Kafka is a distributed, partitioned, replicated commit log service. In Debezium, connectors that monitor databases write all change events to Kafka topics, and your client applications consume the relevant Kafka topics to receive and process the change events.
What is Debezium?
Debezium is a distributed platform that turns your existing databases into event streams, so applications can quickly react to each row-level change in the databases. Debezium is built on top of Kafka and provides Kafka Connect compatible connectors that monitor specific database management systems. Debezium records the history of data changes in Kafka logs, so your application can be stopped and restarted at any time and can easily consume all of the events it missed while it was not running, ensuring that all events are processed correctly and completely.

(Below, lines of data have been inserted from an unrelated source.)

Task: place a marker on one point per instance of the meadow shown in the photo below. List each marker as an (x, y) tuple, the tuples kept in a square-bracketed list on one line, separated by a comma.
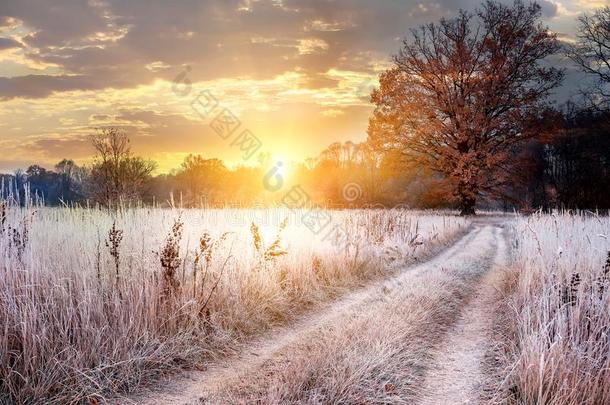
[(554, 320), (97, 302)]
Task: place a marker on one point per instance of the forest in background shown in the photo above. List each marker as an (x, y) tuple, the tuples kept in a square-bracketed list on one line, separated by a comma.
[(570, 169)]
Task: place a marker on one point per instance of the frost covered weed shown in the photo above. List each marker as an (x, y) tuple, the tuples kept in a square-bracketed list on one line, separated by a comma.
[(171, 288)]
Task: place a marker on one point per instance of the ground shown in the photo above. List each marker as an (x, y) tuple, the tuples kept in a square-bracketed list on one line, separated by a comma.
[(418, 337)]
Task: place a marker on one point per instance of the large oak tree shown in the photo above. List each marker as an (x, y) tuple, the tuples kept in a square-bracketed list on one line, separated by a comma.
[(464, 92)]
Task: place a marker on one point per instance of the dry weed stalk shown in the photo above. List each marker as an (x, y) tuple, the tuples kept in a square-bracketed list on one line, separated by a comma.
[(113, 243), (170, 258), (274, 250)]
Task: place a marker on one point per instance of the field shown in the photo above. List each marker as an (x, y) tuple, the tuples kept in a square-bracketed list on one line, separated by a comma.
[(422, 307), (156, 290)]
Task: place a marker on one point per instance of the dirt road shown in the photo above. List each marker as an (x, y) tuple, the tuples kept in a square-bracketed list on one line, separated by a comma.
[(417, 337)]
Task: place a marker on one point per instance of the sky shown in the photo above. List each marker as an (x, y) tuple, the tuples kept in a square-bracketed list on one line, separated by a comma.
[(295, 74)]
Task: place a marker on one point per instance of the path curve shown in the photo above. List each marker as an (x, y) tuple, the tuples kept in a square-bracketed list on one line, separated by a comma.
[(191, 387), (456, 375)]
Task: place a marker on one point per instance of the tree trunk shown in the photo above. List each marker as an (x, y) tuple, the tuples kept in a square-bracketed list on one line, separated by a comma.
[(467, 205), (467, 192)]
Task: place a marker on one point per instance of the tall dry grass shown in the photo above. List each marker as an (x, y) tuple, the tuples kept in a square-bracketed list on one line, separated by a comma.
[(93, 302), (557, 312)]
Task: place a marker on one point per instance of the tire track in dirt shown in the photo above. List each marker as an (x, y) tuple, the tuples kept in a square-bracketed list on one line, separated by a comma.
[(190, 388), (456, 375)]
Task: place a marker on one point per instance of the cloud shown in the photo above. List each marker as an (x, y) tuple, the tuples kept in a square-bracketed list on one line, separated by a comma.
[(8, 43)]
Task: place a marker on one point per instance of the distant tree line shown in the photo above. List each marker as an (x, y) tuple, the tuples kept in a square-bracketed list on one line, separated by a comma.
[(461, 119)]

Running Debezium involves Zookeeper, Kafka, and services that run Debezium's connectors. For simple evaluation and experimentation, all services can all be run on a single host machine, using the recipe outlined below. Production environments, however, require properly running and networking multiple instances of each service to provide the performance, reliability, replication, and fault tolerance. This can be done with a platform like OpenShift that manages multiple Docker containers running on multiple hosts and machines. But running Kafka in a Docker container has limitations, so for scenarios where very high throughput is required, you should run Kafka on dedicated hardware as explained in the Kafka documentation.
How to use this image
This image can be used in several different ways. All require an already-running Zookeeper service, which is either running locally via the container named
zookeeper or with OpenShift running as a service named
Start a Kafka broker
Starting a Kafka broker using this image is simple:
$ docker run -it --name kafka -p 9092:9092 --link zookeeper:zookeeper debezium/kafka
This command uses this image and starts a new container named
kafka, which runs in the foreground and attaches the console so that it display the broker's output and error messages. It exposes the broker on port 9092 and looks for Zookeeper in the container (or host) named
zookeeper. See the environment variables below for additional information that can be supplied to the broker on startup.
To start the container in detached mode, simply replace the
-it option with
-d. No broker output will not be sent to your console, but it can be read at any time using the
docker logs command. For example, the following command will display the output and keep following the output:
$ docker logs --follow --name kafka
Create a topic on a running broker
If you already have one or more running containers with a Kafka broker, you can use this image to start another container that connects to the running broker(s) and uses them to create a topic:
$ docker run -it --rm --link zookeeper:zookeeper debezium/kafka create-topic [-p numPartitions] [-r numReplicas] topic-name
topic-name is the name of the new topic,
numPartitions is the number of partitions within the new topic, and
numReplicas is the number of replicas for each partition within the new topic. The default for both
numReplicas is '1'.
The container will exit as soon as the request to create the topic completes, and because
--rm is used the container will be immediately removed.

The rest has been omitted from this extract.